Issue of Inconsistent Region Count After Expanding One Node in a 3-Replica 3-TiKV Setup

Note:
This topic has been translated from a Chinese forum by GPT and might contain errors.

Original topic: 3副本3个tikv扩容一个节点后region_count数不一致问题

| username: TiDBer_Y2d2kiJh

[TiDB Usage Environment] Production Environment / Testing / Poc
[TiDB Version] v5.4.0 2tidb 3pd 3tikv 2ha
[Reproduction Path] Due to an IO failure, a tikv was expanded on August 16 and then a tikv was reduced. Both the leader and region_count were balanced. After expanding a tikv on September 8, the leader was balanced, but the region_count was balanced in pairs. The two old tikvs were balanced, and the newly added region_count was balanced, as shown in the figure:
[Encountered Problem: Problem Phenomenon and Impact]
[Resource Configuration] Enter TiDB Dashboard - Cluster Info - Hosts and take a screenshot of this page
[Attachments: Screenshots/Logs/Monitoring]

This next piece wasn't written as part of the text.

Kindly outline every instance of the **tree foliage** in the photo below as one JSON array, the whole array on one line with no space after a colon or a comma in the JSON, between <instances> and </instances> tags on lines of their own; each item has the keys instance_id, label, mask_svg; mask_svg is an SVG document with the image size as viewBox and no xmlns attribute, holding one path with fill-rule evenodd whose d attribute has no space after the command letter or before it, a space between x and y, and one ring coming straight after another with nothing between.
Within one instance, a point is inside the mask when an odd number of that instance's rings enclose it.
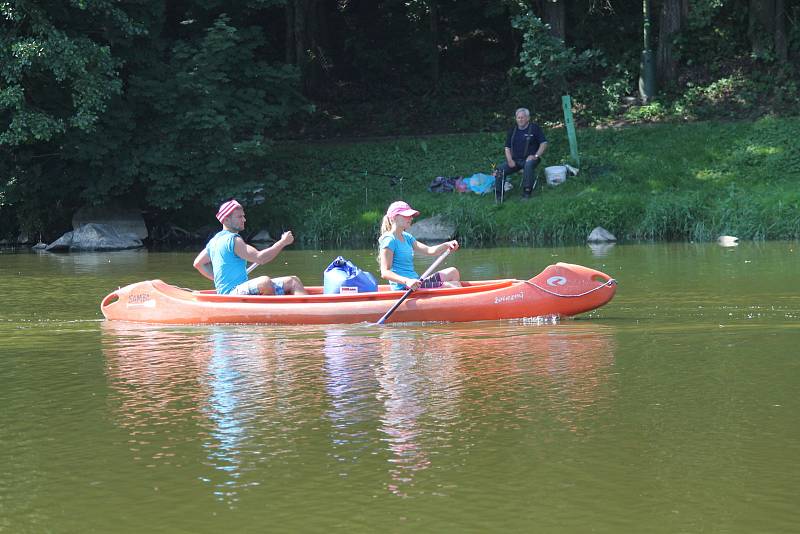
<instances>
[{"instance_id":1,"label":"tree foliage","mask_svg":"<svg viewBox=\"0 0 800 534\"><path fill-rule=\"evenodd\" d=\"M276 179L272 135L308 104L297 69L249 21L280 7L178 7L0 4L0 207L23 230L59 223L49 206L174 209Z\"/></svg>"},{"instance_id":2,"label":"tree foliage","mask_svg":"<svg viewBox=\"0 0 800 534\"><path fill-rule=\"evenodd\" d=\"M599 52L592 49L577 52L553 35L550 26L532 12L514 17L511 24L523 36L519 70L538 93L566 94L577 76L585 75L597 65Z\"/></svg>"},{"instance_id":3,"label":"tree foliage","mask_svg":"<svg viewBox=\"0 0 800 534\"><path fill-rule=\"evenodd\" d=\"M800 110L800 0L651 7L661 86L630 107L640 0L2 1L0 237L285 191L276 139L556 122L564 93L584 124Z\"/></svg>"},{"instance_id":4,"label":"tree foliage","mask_svg":"<svg viewBox=\"0 0 800 534\"><path fill-rule=\"evenodd\" d=\"M114 2L73 2L66 9L32 1L4 2L0 34L0 144L50 141L69 130L89 130L121 92L121 62L93 39L87 16L104 33L141 32Z\"/></svg>"}]
</instances>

| username: zhanggame1 | Original post link

Are all hard drive capacities the same?

| username: TiDBer_Y2d2kiJh | Original post link

The newly added storage is 1.5T, and the original storage space of the 3 TiKV nodes is around 1000G.

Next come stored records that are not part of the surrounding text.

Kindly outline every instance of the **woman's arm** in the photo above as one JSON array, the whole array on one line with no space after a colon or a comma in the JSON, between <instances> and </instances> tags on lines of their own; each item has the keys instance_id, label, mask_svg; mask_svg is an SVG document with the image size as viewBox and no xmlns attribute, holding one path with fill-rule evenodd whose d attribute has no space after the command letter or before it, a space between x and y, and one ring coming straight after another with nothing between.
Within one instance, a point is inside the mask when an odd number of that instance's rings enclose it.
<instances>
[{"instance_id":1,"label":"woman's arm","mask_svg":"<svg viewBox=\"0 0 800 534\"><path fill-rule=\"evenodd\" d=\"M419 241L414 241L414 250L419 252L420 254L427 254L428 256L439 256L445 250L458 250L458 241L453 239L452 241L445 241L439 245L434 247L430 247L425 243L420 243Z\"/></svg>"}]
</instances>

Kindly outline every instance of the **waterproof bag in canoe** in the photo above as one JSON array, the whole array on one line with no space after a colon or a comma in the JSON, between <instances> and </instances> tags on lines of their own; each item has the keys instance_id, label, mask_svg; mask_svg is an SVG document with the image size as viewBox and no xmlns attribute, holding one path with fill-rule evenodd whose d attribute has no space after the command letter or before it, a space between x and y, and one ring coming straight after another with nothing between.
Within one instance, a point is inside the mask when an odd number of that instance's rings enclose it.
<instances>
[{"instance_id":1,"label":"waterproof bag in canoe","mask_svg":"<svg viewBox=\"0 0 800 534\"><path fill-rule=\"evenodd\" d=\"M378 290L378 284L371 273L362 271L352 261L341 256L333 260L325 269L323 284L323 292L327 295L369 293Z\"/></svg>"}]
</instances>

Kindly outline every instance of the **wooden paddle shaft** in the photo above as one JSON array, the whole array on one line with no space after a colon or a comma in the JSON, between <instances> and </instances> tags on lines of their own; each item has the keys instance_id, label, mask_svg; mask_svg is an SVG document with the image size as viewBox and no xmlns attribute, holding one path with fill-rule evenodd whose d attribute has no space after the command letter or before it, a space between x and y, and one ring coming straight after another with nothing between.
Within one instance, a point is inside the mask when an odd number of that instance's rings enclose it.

| username: zhanggame1 | Original post link

Theoretically, the number of regions on TiKV is related to the disk capacity. The larger the disk, the more regions there will be.

| username: h5n1 | Original post link

Check the file system utilization rate.

| username: TiDBer_Y2d2kiJh | Original post link

The TiKV data disk usage added on September 8 is 7%, the TiKV data disk usage added on August 16 is 14%, and the usage of the old two TiKV data disks is 22% and 25%.

| username: Kongdom | Original post link

Take a look at the scores of each node? The distribution should be based on the scores.

| username: TiDBer_Y2d2kiJh | Original post link

How can I view the scores of each node?

| username: TiDBer_Y2d2kiJh | Original post link

I tested this issue by adding a TiKV node to a 3-node, 3-replica cluster. After adding the node, both the leader and region counts were 0, and no data balancing occurred. When I scaled down one of the original three TiKV nodes, data started to balance to the new node, specifically balancing the data from the scaled-down node to the newly added node. Therefore, any TiKV nodes added later will balance the data from the scaled-down node. When multiple nodes are added, they will evenly distribute the data from the last scaled-down node, resulting in an imbalance with the original data.

| username: 有猫万事足 | Original post link

The version is a bit outdated.

In the end, it all comes down to balance-region-scheduler and balance-leader-scheduler.

It seems that PD in version 5.4 still cannot configure these two schedulers. So, there isn’t a good way to control them. Even pdctl can’t do it manually.

| username: Hacker007 | Original post link

I’m not sure which version and server differences you’re referring to. In my case, after scaling out, the number of nodes is consistent. What you’re experiencing seems a bit strange.